Уже во времена ГДР я не вписывался ни в какие рамки, да и сегодня для многих я фигура подозрительная — я всегда шел своей собственной дорогой, это была ходьба по узкому карнизу, где слева и справа часто зияли пропасти. Бесконечное стадо приспособленцев стремится укрыться за обстоятельствами, считает их иной раз неизбежными и определенными судьбой. Лучше не доверять таким сомнительным внушениям, они только играют на руку сильным мира сего, которые своим, порой недостойным, делишкам и триумфам хотели бы придать ауру неизбежности.
Конечно, не каждому дано жить по-своему, но с упорством и гражданской смелостью многого можно добиться. Только не от ограниченных тупиц.
Без своего участия я превратился в некоего идола среди гомосексуалистов и лесбиянок. Это как осенние солнечные лучи, в которых я греюсь. Приятно сознавать, что существует что-то, что немножко прибавляет сил другим людям.
Год назад я стоял у Бранденбургских ворот после демонстрации, направленной против насилия над гомосексуалистами и лесбиянками. Я был очень тронут, что меня просили выступить, и, прежде чем успел что-нибудь произнести, услышал бурную овацию. Я был радостно ошеломлен таким сердечным приемом; я не смел считать себя важной персоной.
Задрать нос? Этого я не умею. Все мы только люди, будь то скотница или королева. Давайте согласимся, что все мы одинаковы: немного мяса и костей, и ничего в этом нет особенного.
Я мечтаю, чтобы никого больше не интересовали вероисповедание, цвет кожи, мировоззрение, сексуальная ориентация, партбилет, деньги и общественное положение. Евреи и христиане, гетеро- и гомосексуалисты, черные и белые сидят за одним красивым круглым столом под деревьями и рассказывают друг другу старинные истории. И никто не чванится и не повторяет того, о чем бормотали в свое время за пивными столами. Никто больше не удивляется другим.

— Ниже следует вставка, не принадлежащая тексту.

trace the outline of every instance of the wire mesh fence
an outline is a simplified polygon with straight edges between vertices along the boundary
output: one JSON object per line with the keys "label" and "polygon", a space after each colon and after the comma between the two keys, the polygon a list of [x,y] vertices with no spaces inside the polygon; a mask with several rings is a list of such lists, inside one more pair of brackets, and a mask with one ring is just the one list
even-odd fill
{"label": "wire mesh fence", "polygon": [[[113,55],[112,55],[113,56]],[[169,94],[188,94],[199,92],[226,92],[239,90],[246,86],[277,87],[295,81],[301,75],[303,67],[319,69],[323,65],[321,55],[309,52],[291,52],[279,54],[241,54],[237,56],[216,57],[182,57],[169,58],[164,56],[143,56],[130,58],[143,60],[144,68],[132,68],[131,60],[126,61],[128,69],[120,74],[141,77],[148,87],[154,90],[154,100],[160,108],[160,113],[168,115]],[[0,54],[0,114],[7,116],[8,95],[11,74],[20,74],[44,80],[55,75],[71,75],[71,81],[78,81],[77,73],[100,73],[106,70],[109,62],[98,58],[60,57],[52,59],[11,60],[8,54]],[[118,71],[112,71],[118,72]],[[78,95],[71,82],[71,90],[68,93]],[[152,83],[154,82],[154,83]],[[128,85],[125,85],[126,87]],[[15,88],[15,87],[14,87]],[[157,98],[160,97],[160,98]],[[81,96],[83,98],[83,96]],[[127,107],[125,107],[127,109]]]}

В начале семидесятых пятеро парней — кучей они смелые — кричали мне с другой стороны улицы, когда я рассматривал витрины магазина женской одежды: «Ты — гомик, свинья, таких как ты при Гитлере сжигали, а тебя бы утопить в море». Я не обращал внимания. Идиоты везде есть. А по сравнению с опасностью, которой я избежал до 1945 года, все нынешние притеснения вполне безобидны. Однако, нельзя допускать даже их зачатков.
Но у меня бывает много хорошего. В июле я позволил себе отпуск, второй раз в жизни. Друзья-гомосексуалисты пригласили меня в Гамбург. Я гулял по набережной, в какой-то забегаловке, рядом с проститутками, хлебал гороховый суп за две марки, шел дальше. Остановившись перед каким-то магазинчиком, я заметил, что пожилая супружеская пара с явным интересом смотрит на меня. По ним было видно, что они в согласии старились вместе. Женщина осторожно тронула меня за рукав, улыбнулась и сказала: «Мы видели Вас по телевизору. Вы не против, если мой муж сфотографирует нас здесь вдвоем?» «Нет, я ничего не имею против». Щелк. «Мы желаем Вам всего хорошего в Вашей жизни». Такие вещи трогают.

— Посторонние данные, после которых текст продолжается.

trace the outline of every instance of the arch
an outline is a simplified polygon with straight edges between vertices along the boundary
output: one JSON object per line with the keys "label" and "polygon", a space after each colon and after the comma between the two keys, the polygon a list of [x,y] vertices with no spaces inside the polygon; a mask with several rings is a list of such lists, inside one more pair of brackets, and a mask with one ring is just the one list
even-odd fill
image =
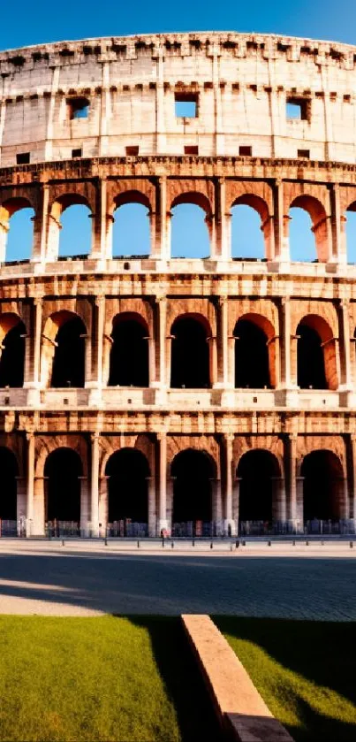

Чего бы еще я пожелал себе? Немногого. Я кругом счастливый человек. Раньше я думал, что может быть, опоздал родиться, и лучше бы мне жить на рубеже веков. Но нет: прусский милитаризм и для меня оставался бы только Капри, куда так многие стремились, чтобы спастись от военщины. И несмотря на все непонимания и нетерпимость, сегодня аутсайдерам живется привольнее, чем в кайзеровские времена.